Down East 2013 ©
McArthur Public Library of Biddeford, Maine
Mills were the engines of the Maine economy in the nineteenth and early twentieth centuries, but maintaining a strong work ethic hardly kept millworkers and their families from having a good time. In Biddeford and Saco, high tide and a warm summer day in 1914 meant a chance for this boy to dive off a wharf into the Saco River. It also meant an opportunity for local photographer Charles E. Moody to catch the boy in-flight and add him to his albums of Saco and Biddeford scenes. Moody’s collection would go on to become the largest photographic
record of life in these southern Maine mill towns (it is frequently on display at both the Saco Museum/Dyer Library and the McArthur Public Library in Biddeford).
Moody’s photograph, as pleasant as it is, captures even more about these two communities than might be immediately obvious. While most well-to-do residents might spend the summer months at a cottage in Biddeford Pool, people of more modest means relaxed by heading down to White’s Wharf, at center, and hopping aboard a tour boat for a trip down the river. At far right, a couple on one such cruise keeps the summer sun at bay by cuddling under an umbrella. The three-masted schooners tied alongside Factory Island, at far right, have likely only recently been towed into town, as their tiny freeboard indicates that they’ve barely begun to unload the 22,000 tons of coal required annually to keep the Pepperell Mills operating at peak production. Their coal would also serve the conical-roofed gasworks building, just left of center, on Biddeford’s Water Street as the cities’ gas and electric services were also fueled by coal.

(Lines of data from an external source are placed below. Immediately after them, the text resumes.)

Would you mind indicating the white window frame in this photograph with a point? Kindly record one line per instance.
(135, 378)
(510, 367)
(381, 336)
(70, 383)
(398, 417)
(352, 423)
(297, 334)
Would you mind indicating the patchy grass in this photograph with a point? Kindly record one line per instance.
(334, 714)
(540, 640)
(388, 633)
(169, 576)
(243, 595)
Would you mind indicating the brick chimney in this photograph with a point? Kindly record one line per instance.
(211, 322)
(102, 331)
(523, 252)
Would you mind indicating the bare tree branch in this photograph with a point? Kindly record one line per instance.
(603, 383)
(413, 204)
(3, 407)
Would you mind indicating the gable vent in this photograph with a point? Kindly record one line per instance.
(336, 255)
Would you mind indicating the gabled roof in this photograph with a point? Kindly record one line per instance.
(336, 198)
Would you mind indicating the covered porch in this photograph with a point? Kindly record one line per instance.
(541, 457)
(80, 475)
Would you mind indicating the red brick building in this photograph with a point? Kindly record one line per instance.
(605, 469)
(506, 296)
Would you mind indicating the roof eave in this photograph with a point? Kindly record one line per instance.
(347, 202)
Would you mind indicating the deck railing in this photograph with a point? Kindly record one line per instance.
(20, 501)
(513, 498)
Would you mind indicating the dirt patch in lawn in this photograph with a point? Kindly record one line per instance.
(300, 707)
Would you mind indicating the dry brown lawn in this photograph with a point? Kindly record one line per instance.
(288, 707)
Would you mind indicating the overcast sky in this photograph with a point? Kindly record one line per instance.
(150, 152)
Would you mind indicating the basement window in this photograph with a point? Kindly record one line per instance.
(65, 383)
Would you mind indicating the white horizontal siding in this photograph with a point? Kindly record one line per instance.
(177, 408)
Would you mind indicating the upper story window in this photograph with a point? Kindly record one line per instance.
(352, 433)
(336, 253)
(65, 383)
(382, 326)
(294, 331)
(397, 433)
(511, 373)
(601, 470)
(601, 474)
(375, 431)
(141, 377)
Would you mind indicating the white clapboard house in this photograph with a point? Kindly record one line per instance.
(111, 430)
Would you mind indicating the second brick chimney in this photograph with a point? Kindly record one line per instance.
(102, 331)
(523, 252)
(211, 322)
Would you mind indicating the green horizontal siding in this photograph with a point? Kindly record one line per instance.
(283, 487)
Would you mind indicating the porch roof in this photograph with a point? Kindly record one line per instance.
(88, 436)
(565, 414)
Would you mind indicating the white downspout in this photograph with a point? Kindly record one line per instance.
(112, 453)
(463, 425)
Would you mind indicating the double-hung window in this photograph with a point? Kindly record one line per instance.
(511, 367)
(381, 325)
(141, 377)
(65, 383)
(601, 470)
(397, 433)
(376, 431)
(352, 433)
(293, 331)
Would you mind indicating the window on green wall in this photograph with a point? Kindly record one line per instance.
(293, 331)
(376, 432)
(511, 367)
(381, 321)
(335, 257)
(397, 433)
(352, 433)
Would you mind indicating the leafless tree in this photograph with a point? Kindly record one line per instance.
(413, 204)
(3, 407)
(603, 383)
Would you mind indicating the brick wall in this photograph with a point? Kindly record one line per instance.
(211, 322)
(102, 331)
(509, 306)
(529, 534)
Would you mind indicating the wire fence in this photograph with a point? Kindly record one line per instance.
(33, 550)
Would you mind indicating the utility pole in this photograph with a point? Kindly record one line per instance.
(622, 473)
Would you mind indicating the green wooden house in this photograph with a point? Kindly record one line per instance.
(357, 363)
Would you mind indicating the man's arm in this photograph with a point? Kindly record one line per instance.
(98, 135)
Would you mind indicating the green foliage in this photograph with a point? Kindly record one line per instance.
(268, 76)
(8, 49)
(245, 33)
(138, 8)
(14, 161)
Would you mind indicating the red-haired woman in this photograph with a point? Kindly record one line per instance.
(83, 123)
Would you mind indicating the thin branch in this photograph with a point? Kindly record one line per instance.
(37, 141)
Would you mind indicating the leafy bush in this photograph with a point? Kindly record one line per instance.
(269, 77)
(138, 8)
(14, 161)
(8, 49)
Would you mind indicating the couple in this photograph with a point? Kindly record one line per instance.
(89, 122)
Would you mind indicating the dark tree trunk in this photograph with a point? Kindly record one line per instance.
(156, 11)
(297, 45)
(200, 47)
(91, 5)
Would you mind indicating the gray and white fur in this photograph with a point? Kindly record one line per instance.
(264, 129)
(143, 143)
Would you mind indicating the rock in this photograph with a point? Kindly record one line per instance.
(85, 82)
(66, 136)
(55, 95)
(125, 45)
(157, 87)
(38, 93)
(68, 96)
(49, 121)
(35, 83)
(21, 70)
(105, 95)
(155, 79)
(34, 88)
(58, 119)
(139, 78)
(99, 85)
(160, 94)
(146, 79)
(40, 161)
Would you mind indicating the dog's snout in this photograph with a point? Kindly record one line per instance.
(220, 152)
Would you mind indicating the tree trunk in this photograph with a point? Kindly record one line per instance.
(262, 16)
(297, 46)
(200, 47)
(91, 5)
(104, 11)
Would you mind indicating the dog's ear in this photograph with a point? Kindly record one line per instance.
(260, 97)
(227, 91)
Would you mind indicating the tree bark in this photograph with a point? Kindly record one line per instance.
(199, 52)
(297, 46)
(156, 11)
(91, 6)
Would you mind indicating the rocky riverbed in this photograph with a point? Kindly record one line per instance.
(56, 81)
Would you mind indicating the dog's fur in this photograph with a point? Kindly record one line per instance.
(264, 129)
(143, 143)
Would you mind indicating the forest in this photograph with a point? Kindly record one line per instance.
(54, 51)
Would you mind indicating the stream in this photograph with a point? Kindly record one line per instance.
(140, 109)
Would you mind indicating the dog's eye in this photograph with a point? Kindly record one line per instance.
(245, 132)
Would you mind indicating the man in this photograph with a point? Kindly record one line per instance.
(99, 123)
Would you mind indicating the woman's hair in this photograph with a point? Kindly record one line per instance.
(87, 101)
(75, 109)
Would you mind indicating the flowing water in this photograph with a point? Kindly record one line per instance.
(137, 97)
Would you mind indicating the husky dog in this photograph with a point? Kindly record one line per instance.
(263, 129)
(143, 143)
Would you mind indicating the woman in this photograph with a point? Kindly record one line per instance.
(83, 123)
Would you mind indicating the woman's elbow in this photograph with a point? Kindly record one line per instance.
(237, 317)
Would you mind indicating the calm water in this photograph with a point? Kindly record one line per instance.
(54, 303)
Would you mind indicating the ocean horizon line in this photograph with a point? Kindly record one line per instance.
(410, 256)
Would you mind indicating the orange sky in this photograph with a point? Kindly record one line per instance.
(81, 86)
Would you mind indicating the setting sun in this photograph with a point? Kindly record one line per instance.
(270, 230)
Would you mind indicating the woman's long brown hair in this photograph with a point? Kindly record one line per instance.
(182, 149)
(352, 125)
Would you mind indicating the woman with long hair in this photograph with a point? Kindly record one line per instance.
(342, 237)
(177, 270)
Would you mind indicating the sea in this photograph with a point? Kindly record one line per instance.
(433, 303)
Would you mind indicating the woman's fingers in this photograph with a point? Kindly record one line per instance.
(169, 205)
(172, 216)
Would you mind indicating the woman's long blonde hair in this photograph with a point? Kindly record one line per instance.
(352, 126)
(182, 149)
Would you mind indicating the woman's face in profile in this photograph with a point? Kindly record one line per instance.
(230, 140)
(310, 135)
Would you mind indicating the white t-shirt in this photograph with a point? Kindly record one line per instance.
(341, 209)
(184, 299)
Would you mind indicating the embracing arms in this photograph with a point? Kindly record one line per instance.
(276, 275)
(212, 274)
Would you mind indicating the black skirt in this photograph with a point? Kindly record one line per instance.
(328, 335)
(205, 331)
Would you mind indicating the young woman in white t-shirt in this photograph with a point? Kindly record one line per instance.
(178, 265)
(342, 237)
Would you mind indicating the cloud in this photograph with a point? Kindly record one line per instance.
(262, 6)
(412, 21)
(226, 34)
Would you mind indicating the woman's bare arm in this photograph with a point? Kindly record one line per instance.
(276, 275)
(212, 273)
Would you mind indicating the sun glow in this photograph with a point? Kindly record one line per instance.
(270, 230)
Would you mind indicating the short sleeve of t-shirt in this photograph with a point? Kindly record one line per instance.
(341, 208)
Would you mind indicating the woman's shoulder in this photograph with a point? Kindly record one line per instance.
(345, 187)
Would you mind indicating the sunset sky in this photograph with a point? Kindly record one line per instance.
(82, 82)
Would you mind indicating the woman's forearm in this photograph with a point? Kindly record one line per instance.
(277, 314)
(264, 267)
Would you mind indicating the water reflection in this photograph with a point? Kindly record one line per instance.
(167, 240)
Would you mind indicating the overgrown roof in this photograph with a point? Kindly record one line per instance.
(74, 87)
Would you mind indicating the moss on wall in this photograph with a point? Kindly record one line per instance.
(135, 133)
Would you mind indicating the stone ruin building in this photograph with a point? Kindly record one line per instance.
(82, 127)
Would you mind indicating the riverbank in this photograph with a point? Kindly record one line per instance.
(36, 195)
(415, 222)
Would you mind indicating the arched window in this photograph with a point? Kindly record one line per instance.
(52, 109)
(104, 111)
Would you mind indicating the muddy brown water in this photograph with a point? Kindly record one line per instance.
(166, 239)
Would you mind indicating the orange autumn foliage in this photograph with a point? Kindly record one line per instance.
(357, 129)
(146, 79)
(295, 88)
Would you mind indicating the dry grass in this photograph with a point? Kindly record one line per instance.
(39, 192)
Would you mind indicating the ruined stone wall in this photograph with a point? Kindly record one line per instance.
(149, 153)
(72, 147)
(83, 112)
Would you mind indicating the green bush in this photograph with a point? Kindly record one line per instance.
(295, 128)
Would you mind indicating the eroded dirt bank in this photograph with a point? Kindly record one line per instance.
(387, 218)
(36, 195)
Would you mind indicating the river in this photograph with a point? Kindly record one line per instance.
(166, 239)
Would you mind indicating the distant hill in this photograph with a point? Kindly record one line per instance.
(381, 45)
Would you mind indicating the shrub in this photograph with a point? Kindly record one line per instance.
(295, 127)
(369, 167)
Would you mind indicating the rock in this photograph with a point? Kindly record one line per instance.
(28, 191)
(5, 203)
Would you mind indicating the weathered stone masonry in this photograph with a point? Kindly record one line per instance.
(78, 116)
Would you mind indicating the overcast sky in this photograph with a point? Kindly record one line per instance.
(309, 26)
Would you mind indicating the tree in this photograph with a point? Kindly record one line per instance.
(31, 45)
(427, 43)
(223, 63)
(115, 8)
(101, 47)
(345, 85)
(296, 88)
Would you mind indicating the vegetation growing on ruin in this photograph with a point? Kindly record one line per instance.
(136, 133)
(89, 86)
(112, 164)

A closer look at the skyline also reveals four prominent church steeples, evidence of the deep religious beliefs that the French-Canadian immigrants brought with them when they came to work in the mills. And while the century since this photograph was made has seen these churches shut their doors one-by-one — St. Andre’s Catholic Church, the prominent spire shown at far left, held its final mass just last year — the North Dam Mill has recently shown new signs of life and industriousness. Workers are beginning to find their way back to Biddeford and Saco, and occasionally, on a particularly hot summer day, young people have been known to once again take a blissful dive into the river.